Trump Opposes Drug Bill

[AntiTrump]

This week, the U.S. House of Representatives will vote on H.R. 3, the Elijah E. Cummings Lower Drug Costs Now Act of 2019. H.R. 3 is a bold step toward reducing the high prices of prescription drugs through Medicare negotiation. The legislation gives the secretary of health and human services the authority to directly negotiate with drug companies for up to 250 of the highest-priced drugs—and all insulin—each year. The new, lower prices would be available to consumers with all sources of coverage, both public and private. Despite H.R. 3’s potential to dramatically lower prices for patients who rely on these drugs, President Donald Trump is opposing the bill, breaking his campaign promise to deliver lower drug prices.

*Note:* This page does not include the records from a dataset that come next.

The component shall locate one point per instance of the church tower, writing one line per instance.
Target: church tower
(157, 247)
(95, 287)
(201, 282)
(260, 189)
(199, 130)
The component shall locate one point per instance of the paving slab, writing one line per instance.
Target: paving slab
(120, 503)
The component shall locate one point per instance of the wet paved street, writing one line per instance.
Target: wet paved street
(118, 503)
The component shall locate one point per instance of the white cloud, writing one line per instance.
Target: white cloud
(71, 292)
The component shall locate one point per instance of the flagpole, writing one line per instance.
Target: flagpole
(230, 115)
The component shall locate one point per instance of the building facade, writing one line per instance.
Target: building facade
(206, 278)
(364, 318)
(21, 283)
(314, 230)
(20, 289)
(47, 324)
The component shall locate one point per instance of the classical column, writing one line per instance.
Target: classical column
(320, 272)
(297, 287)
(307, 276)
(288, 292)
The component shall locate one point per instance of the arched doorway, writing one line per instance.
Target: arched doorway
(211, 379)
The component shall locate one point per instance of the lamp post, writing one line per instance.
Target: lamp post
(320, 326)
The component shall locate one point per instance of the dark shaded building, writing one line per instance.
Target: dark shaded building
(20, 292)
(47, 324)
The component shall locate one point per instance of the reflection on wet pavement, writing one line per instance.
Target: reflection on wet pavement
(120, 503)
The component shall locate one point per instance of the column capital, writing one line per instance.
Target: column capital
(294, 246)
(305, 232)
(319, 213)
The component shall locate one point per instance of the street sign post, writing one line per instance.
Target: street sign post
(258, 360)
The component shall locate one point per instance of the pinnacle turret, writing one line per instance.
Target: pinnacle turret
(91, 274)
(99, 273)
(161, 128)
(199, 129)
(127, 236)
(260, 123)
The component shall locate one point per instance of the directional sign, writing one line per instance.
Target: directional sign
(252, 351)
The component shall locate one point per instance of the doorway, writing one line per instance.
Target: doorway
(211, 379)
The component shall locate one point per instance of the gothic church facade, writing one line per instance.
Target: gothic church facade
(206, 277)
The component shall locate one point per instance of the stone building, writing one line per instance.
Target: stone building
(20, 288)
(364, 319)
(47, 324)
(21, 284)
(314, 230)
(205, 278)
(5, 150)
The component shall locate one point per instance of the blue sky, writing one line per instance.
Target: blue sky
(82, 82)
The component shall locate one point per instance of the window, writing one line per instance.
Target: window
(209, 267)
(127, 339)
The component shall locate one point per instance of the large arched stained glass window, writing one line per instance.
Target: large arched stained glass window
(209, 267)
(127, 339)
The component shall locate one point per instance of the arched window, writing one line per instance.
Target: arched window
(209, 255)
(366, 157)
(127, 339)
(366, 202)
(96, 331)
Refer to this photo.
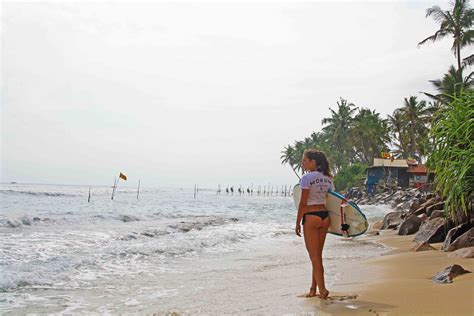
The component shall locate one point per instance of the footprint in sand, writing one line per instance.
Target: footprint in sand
(334, 297)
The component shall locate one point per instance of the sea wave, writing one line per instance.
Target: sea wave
(37, 193)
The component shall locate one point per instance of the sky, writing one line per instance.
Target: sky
(207, 93)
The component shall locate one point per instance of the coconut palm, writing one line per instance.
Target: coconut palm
(456, 23)
(369, 136)
(451, 85)
(398, 133)
(289, 157)
(417, 116)
(337, 130)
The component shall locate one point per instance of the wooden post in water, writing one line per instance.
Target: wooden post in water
(138, 190)
(113, 188)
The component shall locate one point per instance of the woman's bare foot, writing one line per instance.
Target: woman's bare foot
(312, 292)
(324, 294)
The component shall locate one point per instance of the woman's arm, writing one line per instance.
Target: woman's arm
(301, 210)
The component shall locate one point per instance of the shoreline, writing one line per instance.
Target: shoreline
(399, 283)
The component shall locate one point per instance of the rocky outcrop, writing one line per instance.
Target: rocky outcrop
(449, 273)
(454, 233)
(423, 207)
(435, 207)
(432, 231)
(392, 220)
(463, 241)
(410, 225)
(465, 253)
(376, 226)
(437, 213)
(423, 247)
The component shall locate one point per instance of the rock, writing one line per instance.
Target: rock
(436, 214)
(392, 220)
(463, 253)
(415, 205)
(454, 233)
(376, 226)
(129, 218)
(423, 246)
(410, 225)
(449, 273)
(434, 207)
(424, 206)
(463, 241)
(372, 233)
(432, 231)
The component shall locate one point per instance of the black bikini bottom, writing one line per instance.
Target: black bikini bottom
(321, 214)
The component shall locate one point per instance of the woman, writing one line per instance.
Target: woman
(312, 213)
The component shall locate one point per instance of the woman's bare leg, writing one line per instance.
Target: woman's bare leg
(314, 284)
(322, 238)
(313, 234)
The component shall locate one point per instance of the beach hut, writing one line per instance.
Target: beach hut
(418, 176)
(387, 172)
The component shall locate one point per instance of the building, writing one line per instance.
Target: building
(404, 173)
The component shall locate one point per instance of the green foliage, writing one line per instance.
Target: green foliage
(452, 156)
(350, 176)
(455, 23)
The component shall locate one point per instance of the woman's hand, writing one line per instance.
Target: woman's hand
(298, 229)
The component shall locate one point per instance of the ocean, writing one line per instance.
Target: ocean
(162, 253)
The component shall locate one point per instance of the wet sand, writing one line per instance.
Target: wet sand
(399, 283)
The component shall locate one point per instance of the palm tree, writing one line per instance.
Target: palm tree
(397, 131)
(456, 23)
(337, 130)
(451, 85)
(417, 116)
(288, 157)
(369, 136)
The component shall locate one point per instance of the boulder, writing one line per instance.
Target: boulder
(415, 204)
(454, 233)
(410, 225)
(376, 226)
(424, 206)
(449, 273)
(432, 231)
(437, 213)
(423, 246)
(435, 207)
(463, 253)
(463, 241)
(392, 220)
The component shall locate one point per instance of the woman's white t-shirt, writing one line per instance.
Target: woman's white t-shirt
(318, 184)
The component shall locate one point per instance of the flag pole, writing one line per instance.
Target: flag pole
(138, 190)
(115, 187)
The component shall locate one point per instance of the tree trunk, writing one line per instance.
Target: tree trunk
(458, 49)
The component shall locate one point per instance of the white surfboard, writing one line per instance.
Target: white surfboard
(353, 216)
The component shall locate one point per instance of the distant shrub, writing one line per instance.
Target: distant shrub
(350, 176)
(452, 156)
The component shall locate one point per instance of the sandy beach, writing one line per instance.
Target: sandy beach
(399, 283)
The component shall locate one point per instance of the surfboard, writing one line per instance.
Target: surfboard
(352, 214)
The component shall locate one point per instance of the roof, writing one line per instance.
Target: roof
(417, 169)
(395, 163)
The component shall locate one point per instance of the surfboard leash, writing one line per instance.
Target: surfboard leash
(344, 226)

: 85 percent of Americans support this tactic to reduce prices for Medicare and private insurance. Yet despite the policy’s popularity, and President Trump’s campaign promise to “negotiate like crazy” to reduce drug prices, the current administration opposes H.R. 3—the only bill that includes drug price negotiation. It should come as no surprise that the Trump administration is backpedaling on its claimed commitment to reduce drug company profits; some of the administration’s key players on health policy built their careers at pharmaceutical corporations.

 

[Oddball]

How many *ahem* "poison pills" (pun intended) have been stuffed into this bill?

 

[Crepitus]

How many *ahem* "poison pills" (pun intended) have been stuffed into this bill?

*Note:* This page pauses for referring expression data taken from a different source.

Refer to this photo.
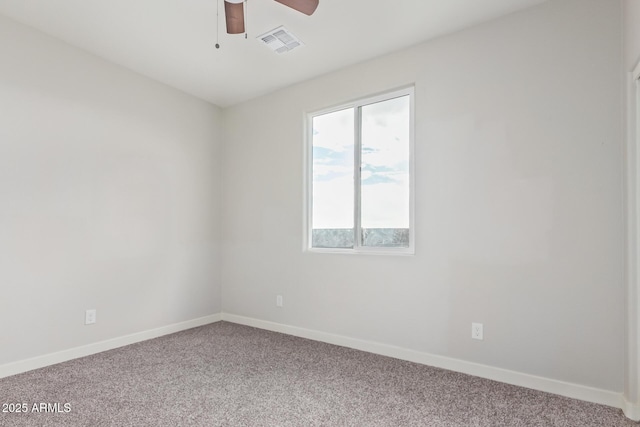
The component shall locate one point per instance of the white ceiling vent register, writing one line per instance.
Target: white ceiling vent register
(280, 40)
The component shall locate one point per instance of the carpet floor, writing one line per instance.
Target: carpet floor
(226, 374)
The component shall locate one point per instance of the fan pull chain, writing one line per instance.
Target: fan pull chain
(217, 24)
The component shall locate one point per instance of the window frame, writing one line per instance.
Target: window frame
(357, 105)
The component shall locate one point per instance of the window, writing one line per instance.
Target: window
(360, 193)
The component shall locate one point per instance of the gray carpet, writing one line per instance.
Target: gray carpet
(231, 375)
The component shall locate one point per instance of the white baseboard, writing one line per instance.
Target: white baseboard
(631, 410)
(575, 391)
(89, 349)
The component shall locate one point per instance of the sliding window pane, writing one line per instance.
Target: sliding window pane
(333, 186)
(385, 186)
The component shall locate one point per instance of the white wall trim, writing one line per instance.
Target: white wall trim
(89, 349)
(631, 410)
(575, 391)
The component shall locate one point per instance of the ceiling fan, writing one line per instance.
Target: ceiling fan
(234, 12)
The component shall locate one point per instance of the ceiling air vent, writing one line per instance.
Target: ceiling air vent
(280, 40)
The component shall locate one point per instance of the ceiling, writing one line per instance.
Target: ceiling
(173, 41)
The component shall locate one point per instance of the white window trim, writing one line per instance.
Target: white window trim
(308, 176)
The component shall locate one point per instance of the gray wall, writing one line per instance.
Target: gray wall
(631, 14)
(109, 199)
(519, 220)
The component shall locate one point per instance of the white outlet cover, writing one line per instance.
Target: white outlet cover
(90, 317)
(476, 331)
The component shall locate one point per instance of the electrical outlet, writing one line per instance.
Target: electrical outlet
(476, 331)
(90, 317)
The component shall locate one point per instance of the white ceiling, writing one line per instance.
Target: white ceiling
(173, 41)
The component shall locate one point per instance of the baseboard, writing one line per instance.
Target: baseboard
(575, 391)
(631, 410)
(89, 349)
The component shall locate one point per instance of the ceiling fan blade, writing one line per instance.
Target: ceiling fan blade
(234, 14)
(305, 6)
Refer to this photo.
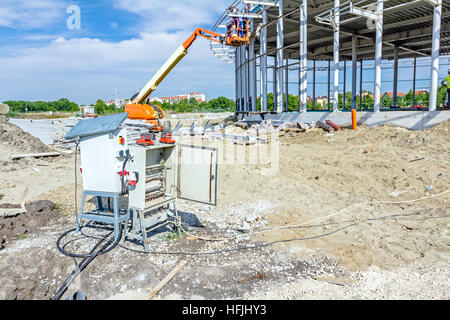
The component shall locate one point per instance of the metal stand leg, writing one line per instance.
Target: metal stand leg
(125, 228)
(176, 215)
(100, 204)
(116, 219)
(80, 212)
(143, 231)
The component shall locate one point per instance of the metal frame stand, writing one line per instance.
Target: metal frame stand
(141, 225)
(103, 215)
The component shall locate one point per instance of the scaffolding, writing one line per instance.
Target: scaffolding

You tell us Spunky, it's your accusation.

 

[Billy_Kinetta]

Considering House Democrats current and past behavior, there's little doubt it's a Trojan Horse gambit.

 

[depotoo]

The bad news:
These proposals suffer from glaring omissions and loopholes that must be corrected.

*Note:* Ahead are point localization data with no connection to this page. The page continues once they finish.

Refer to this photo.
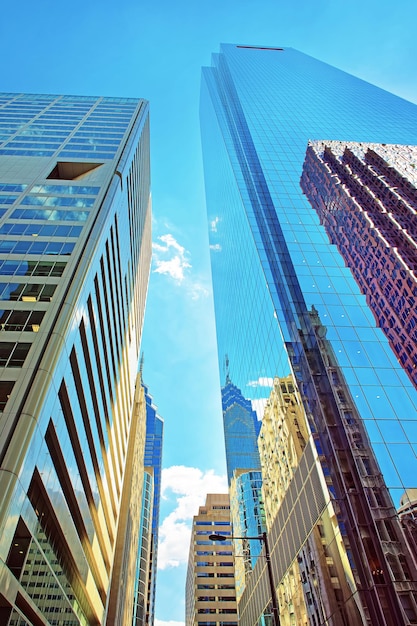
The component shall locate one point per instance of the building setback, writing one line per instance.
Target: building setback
(286, 305)
(210, 594)
(75, 248)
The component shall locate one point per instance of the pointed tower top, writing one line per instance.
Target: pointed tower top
(226, 362)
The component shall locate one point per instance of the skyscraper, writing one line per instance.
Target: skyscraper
(74, 265)
(241, 430)
(286, 305)
(210, 595)
(153, 465)
(370, 189)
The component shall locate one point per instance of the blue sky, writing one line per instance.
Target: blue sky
(155, 49)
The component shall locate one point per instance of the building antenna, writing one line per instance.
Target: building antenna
(226, 362)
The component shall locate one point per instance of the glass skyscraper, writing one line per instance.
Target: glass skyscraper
(75, 248)
(286, 305)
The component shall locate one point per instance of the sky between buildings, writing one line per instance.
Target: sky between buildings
(155, 49)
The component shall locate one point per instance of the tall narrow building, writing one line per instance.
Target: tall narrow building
(241, 429)
(287, 306)
(210, 594)
(75, 225)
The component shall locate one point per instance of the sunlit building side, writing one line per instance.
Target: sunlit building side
(319, 587)
(210, 594)
(75, 249)
(241, 429)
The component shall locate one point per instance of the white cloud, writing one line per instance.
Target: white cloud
(258, 406)
(261, 382)
(189, 485)
(170, 258)
(213, 224)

1. First and foremost, the proposal only requires action on a minimum of 25 Medicare medicines a year with a maximum of only 250. The top 25 drugs in terms of spending account for only 23% of Part D drug spending, meaning that 7,975 drugs accounting for 77% of Part D funding could go unchecked.
2. Second, the proposal has no impact on or oversight regarding initial launch prices which can be gamed by biopharmaceutical companies to soak American payers until the drug reaches the top 25 (or maybe 250 list). This generates a very long lag time before there would be any deterrent restraint affecting drug prices, and would likely trigger further price gouging earlier, in anticipation of the effects of HR 3.
3. The proposal covers brand-name medicines that lack price competition, defined as lacking just one generic or biosimilar competitor. However, the entry of two competitors rarely reduces prices significantly according to previous studies and it is only when there are six competitors that bloated originator prices are reduced by 75%. Thus, there will be many brand name medicines excluded from negotiations where true competition has not yet significantly dented prices.
4. Fourth, the Average International Market price ceiling will be based on average prices charged in six high-price, upper-income countries (Australia, Canada, France, Germany, Japan, and the United Kingdom) and will be set at 1.2 times the average. These are all countries that also face high launch prices from Big Pharma, though they have historically achieved somewhat better pricing through negotiation, price controls, and use of therapeutic formularies. But the average ceiling price will in no sense be justified by any economic or therapeutic benefit analysis. Similarly, the proposal does not explain why the U.S. should pay as much as a 20% premium over the average price paid by other rich countries. Drug companies can (and expectedly will) seek to impose higher prices in those six reference countries in order to maintain higher prices and profits in the U.S. Although the President has trumpeted his intention to make other countries pay more, there is no justification for this result given the bloated global profits that the biopharmaceutical industry earns year after year. At the very least, any resulting legislation should provide for studies of and aggressive remedies to correct these harms.
5. Fifth, although there is some limited R&D cost, manufacturing cost, and sales transparency for the government that this bill would trigger, such information would be kept from the public despite the public’s right to such information.

What is missing?
The real solution to correcting the stranglehold Big Pharma enjoys is to challenge their government-granted monopoly power and take away exclusive rights when they are so systematically abused. Given the pre-dominate role of public funding of R&D in break-through medical discoveries and the licensing of government owned drug discoveries, the U.S. should already be getting a much better deal both for government payers and the public-at-large. But, in many instances, the best solution to excessive drug pricing is to promote robust generic competition through lawful, government-imposed licenses, where multiple producers can make medicines efficiently and sell them cheaply while still making a profit and while still providing some remuneration to the patent holder.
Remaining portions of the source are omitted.